About Shine Aloud UK
Shine ALOUD UK (SAUK) is a social enterprise that uses creative media and peer-led training to empower young people and adults who work with young people to achieve better sexual health outcomes. As an organisation, we are aware of the challenges and barriers young people experience when accessing sexual and reproductive health care. In particular, we understand that Black and minoritised young people experience increased challenges due to issues of institutional racism, discrimination and bias. Through the work that we do, we aim to provide a voice to young people to share the challenges and barriers they face in the hope that their voices can help to lead and create change long term.
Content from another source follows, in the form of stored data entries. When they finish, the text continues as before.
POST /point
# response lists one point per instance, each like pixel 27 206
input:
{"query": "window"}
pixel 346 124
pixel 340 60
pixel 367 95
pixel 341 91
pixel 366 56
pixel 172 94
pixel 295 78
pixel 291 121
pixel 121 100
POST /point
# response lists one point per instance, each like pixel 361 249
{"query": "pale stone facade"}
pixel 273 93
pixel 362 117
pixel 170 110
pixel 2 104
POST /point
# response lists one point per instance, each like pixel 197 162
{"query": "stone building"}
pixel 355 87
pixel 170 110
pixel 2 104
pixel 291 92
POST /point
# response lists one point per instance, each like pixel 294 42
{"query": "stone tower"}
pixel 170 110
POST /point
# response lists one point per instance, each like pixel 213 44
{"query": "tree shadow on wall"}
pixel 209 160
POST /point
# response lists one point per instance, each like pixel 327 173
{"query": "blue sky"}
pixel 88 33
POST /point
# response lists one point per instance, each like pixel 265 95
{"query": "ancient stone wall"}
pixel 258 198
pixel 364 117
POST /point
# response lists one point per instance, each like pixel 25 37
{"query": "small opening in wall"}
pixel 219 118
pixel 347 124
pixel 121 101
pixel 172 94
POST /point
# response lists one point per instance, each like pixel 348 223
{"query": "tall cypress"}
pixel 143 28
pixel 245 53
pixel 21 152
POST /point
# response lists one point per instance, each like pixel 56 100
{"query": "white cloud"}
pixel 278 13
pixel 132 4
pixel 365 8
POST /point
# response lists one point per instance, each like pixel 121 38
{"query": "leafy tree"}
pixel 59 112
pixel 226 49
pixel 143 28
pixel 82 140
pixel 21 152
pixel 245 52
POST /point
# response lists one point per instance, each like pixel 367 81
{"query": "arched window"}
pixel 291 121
Rianna Raymond-Williams, who is the founder of Shine ALOUD UK has worked in sexual and reproductive health for the last 10 years. She has recently secured a studentship from Glasgow Caledonian University in London where she will be exploring how Black women in the UK make sense of their sexual health identity. Alongside her doctoral research, Rianna also works as a sexual health advisor for the National Health Service (NHS) where she provides STI and HIV results, contraception information, safer sex counselling and safeguarding and third-party referral depending on the needs of patients.
About The Division of Health Research at Lancaster University
The Division of Health Research at Lancaster University specialises in high quality health research. Our expertise contributes to improved health, wellbeing and safety for individuals. We enhance the skills of a wide range of people, both lay and professional, in providing services. This enhances human capital for individuals, organisations and services in the public and private sectors.
We provide an authoritative voice in research and education and are valued globally, nationally and regionally for the quality and policy/practice relevance of our research, education and training and for our contribution to knowledge exchange. This improves service provision and care through better-prepared professionals, practitioners, policymakers and health researchers.
Member of the Division of Health Research come from a wide range of academic disciplines and professional backgrounds. Rachael Eastham and Mark Limmer specialise in qualitative health research with particular focus on sexual and reproductive health and the related health inequalities. Rachael has a prior background working in women’s service and sexual health services and Mark has a background in public health policy and practice work related to sexual health including the UK Teenage Pregnancy Strategy, relationship and sex education and HIV services.